The IRS addressed each category of worker as follows:

  • Administrative and teaching staff. The IRS concluded that lodging provided to these workers did not satisfy all three of the requirements of section 119, and accordingly the value of their lodging was taxable. The IRS did not dispute the fact that the administrative and teaching staffs were considered by school officials to be “on call” around the clock and were occasionally summoned to the central campus area after hours. The IRS noted that “the ability of the administrative and teaching staffs to respond to an emergency would not suffer … if they lived a ten-minute drive away” (i.e., off campus). The IRS stressed that:

    [N]o substantial portion of the school activities are conducted in the lodging occupied by the administrative and teaching staffs (including the lodging provided to the math teacher, chaplain, and choirmaster in the central campus area). The school does not require the administrative and teaching staffs to perform services in their homes. The requirement that they meet regularly with members of their advisory groups and perform duties outside the classroom does not impose upon them the obligation to meet with students in their homes. The school admits that most contacts take place on the central campus area or off-campus, i.e., on field trips, at athletic events or monthly dinner outings with their advisory groups. We believe that the evidence of occasional visits by students to staff residences is insufficient to elevate the lodging to being “on the business premises” functionally for the purposes of section 119(a) of the Code.

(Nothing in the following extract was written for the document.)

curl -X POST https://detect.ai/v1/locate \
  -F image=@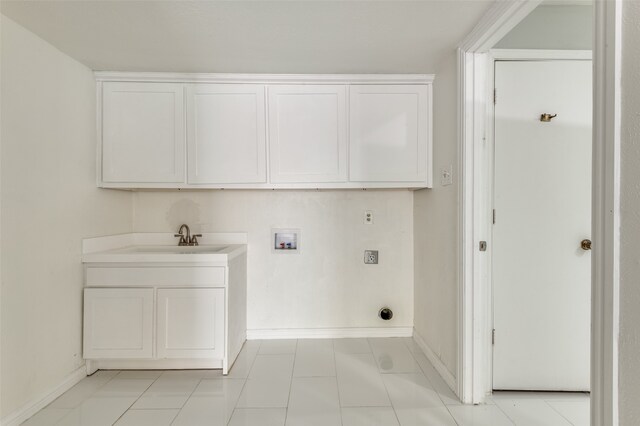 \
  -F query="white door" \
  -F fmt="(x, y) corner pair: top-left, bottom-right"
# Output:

  • Evening shift nurse and the dorm parents. The IRS concluded that lodging provided to these workers met the “convenience of the employer” and the “condition of employment” tests, since “the nurse and the dorm parents are on duty during the evenings to respond to school emergencies and perform substantial services for the school at their dwellings.”

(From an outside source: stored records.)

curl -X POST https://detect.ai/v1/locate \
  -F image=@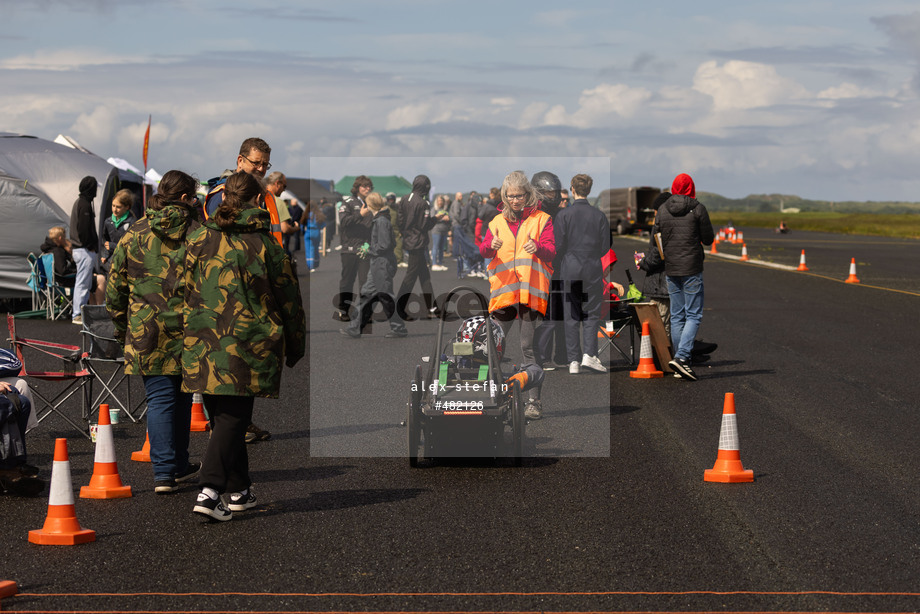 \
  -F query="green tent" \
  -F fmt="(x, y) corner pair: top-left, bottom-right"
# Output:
(335, 175), (412, 198)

  • Maintenance workers. The IRS concluded that lodging provided to the eight maintenance workers residing beyond the central campus area did not meet the “convenience of the employer” and the “condition of employment” tests since “maintenance emergencies occur infrequently … [and] there is no other evidence to suggest that the off-hours operation of the school requires nine maintenance workers to be available for duty at all times.” Further, “[t]he fact that the plant manager lives off-campus suggests that a response time of greater than a few minutes to the occasional emergency would be adequate, particularly when considered in conjunction with the fact that one member of the maintenance staff resides in the central campus area.” However, the IRS concluded that the lodging provided to the maintenance worker in the administration building may meet the “convenience of the employer” and the “condition of employment” tests. It did not have enough information to make a final decision with respect to this worker. IRS Private Letter Ruling 9404005.